In two major rulings, the Supreme Court yesterday ruled the Bush administration cannot hold enemy combatants in this country or at Guantanamo Bay without giving them the ability to challenge their detention in court. The pair of rulings was a major setback to the Bush administration and its so-called war on terror.
In the case of Yaser Hamdi, the court ruled 8-to-1 that the government cannot indefinitely hold U.S. citizens without providing a way for them to challenge their detention. Hamdi is a U.S. born citizen who was detained in Afghanistan. President Bush declared him to be an enemy combatant and said that the US could detain him indefinitely without ever presenting evidence against him, without ever pressing charges and without ever allowing him to challenge the ruling. But the court ruled this was unconstitutional.
Justice Sandra Day O’Connor wrote in the court’s majority opinion, “We have long since made clear that a state of war is not a blank check for the president when it comes to the rights of the nation’s citizens.”

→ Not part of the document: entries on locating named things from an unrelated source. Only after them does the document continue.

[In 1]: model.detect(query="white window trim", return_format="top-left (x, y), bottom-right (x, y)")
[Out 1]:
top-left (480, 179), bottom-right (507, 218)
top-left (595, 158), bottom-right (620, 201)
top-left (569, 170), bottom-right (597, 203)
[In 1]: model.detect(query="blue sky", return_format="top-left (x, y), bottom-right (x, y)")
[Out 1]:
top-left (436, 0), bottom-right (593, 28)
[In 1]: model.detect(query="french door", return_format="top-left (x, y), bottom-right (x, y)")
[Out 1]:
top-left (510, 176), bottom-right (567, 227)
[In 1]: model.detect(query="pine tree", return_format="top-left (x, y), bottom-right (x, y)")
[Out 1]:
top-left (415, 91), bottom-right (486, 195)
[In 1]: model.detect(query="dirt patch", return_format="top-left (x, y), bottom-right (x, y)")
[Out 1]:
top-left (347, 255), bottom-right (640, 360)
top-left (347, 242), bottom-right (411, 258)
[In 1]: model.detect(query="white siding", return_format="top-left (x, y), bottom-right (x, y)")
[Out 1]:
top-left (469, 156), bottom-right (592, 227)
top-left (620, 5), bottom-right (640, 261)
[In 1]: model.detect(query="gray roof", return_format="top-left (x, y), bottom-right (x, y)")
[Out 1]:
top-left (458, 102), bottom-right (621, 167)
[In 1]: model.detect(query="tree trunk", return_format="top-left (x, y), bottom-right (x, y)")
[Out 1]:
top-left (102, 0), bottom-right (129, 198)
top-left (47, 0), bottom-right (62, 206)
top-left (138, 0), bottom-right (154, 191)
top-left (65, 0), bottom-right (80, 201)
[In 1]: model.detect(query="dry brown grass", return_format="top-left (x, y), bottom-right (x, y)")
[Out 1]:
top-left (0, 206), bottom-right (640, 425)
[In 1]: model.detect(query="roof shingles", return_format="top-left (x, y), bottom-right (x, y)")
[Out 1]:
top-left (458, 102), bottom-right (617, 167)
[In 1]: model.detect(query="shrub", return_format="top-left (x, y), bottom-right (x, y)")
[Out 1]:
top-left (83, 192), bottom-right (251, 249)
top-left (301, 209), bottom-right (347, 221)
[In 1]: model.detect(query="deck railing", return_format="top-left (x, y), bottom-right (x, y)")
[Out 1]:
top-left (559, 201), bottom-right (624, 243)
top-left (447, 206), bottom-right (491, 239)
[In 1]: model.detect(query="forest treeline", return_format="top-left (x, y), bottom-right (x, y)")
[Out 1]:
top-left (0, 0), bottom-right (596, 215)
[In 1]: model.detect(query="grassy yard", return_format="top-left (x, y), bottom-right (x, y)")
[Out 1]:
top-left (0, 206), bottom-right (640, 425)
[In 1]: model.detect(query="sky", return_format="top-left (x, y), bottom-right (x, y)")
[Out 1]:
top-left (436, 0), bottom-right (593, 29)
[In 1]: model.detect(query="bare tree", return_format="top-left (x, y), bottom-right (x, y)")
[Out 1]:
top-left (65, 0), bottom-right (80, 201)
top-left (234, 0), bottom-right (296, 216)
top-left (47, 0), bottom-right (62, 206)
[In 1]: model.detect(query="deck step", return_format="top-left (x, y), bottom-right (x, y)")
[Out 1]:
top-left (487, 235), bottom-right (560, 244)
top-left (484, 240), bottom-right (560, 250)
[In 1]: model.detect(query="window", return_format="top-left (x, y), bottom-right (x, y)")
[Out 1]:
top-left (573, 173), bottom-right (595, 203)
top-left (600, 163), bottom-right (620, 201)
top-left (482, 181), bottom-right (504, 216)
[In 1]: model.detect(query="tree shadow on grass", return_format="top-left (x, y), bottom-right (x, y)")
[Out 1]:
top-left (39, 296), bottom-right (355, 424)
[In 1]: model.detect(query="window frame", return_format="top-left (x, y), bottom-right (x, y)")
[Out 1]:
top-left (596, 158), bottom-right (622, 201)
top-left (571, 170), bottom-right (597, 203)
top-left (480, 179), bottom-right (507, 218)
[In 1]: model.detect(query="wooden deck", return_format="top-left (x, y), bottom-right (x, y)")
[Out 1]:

Justice Antonin Scalia added “The very core of liberty secured by our Anglo-Saxon system of separated powers has been freedom from indefinite imprisonment at the will of the Executive.”
Clarence Thomas was the only justice to support the administration’s policy on Hamdi.
In the case of the Guantanamo Bay detainees, the court ruled 6-3 that the 600 or so non-citizens being held at the naval base on Cuba have the right to file writs of habeas corpus in federal court to challenge their detention. The government had claimed the detainees had no right to access the courts because the base is outside the sovereign territory of the United States.